When I first started writing for Wealth Daily (more than five years ago), I saw a major artificial intelligence (AI) trend, especially within the technology and medicine sectors. I was constantly reading articles about the potential benefits that this technology was going to bring to a variety of sectors and the impact it was set to have on the global economy. It was exciting reading all about the potential of this technology.
I knew that the potential that was being talked about wasn’t going to be lost. That the next decade was going to be huge for AI and that most likely this was just the starting point. It’s been a while since I talked about artificial intelligence — mainly because those articles started to die down or I started reading the same thing over and over. Then other topics emerged within the markets and current events sort of shifted the conversation.
While the conversation did somewhat shift, companies were still investing in artificial intelligence and working more closely with the technology. It wasn’t going away — rather, it seems it was just getting a little bit of fine-tuning and companies were getting a better understanding of the technology and some of the possibilities that we could actually start to see very soon.
Some of those major players within the artificial intelligence realm include Google, IBM, Baidu, Microsoft, Apple, IPsoft, Nvidia, Samsung Electronics, and MicroStrategy. Some of them were advancing and investing in AI when we were hearing those murmurs years ago about the technology’s potential and how it could be extremely useful and profitable.
AI Is Growing Stronger and Stronger
According to a report from Research and Markets, the global artificial intelligence market is expected to grow from $40.17 billion in 2020 to $51.56 billion in 2021, which represents a compound annual growth rate (CAGR) of 28.4%. That is a massive amount of growth in one year. That same report indicates that the global market is expected to reach $171.02 billion in 2025 at a CAGR of 35%.
This massive growth within the market can be attributed to those major players investing in AI technologies or AI startups. The Research and Markets report mentions that Microsoft has invested around $1 billion in OpenAI, a San Francisco-based company. OpenAI and Microsoft’s partnerships aim to develop AI supercomputing technologies on Microsoft’s cloud, Azure.

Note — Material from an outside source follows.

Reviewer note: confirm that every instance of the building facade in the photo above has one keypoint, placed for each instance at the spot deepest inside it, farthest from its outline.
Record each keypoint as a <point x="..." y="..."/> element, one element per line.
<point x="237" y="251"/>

AI Helping Detect COVID-19
AI is also paving the way for breakthroughs in research and development and diagnostics in the healthcare sector. Terasaki Institute for Biomedical Innovation (TIBI) researchers are using artificial intelligence technology right now and have developed and validated an image-based detection model for COVID-19. This model can analyze lung images and detect COVID-19 infection.
The current go-to method of detecting whether someone has COVID-19 is to collect samples from nasal or throat swabs. However, that method can result in inaccuracies because of sampling errors, low viral load, and sensitivity limitations. Some of these inaccuracies are especially prone to occur when patients are in the early stages of their infection.
The TIBI researchers have been able to develop an AI image-based detection model that helps identify COVID-19 infection. The model can analyze to identify features as potential diagnostic biomarkers for COVID-19, which allows for researchers to differentiate COVID-19 patients from pneumonia and healthy patients. The AI model has been developed using 704 chest X-rays and validated with 1,597 cases from multiple sources of healthy, pneumonia, and COVID-19 patients.
Lead researcher Samad Ahadian, Ph.D., had this to say in a press release:
This highly advanced artificial intelligence model further helps our ability to precisely detect COVID-19 patients. In addition, such a model can be applied for diagnosis of other diseases using different imaging modalities.
This is great news for being able to diagnose not only COVID-19 but also other diseases. This type of technology is set to become an important tool in diagnosis and prognostic assessments of diseases. Using AI image-based detection shows amazing promise in this area of medicine and could pave the way to assist and improve other areas, which could save lives.
TIBI CEO and director Ali Khademhosseini, Ph.D., had this to say:
Artificial intelligence-driven models with diagnostic and predictive capabilities are a powerful tool that are an important part of our research platforms here at the institute. This will carry over into countless applications in the biomedical field and in the clinic.
The investment into artificial intelligence in medicine and health care is only going to increase in the years to come, which will positively affect future forecasts for the global artificial intelligence market. And this is just one example of how AI is improving lives and innovating the world.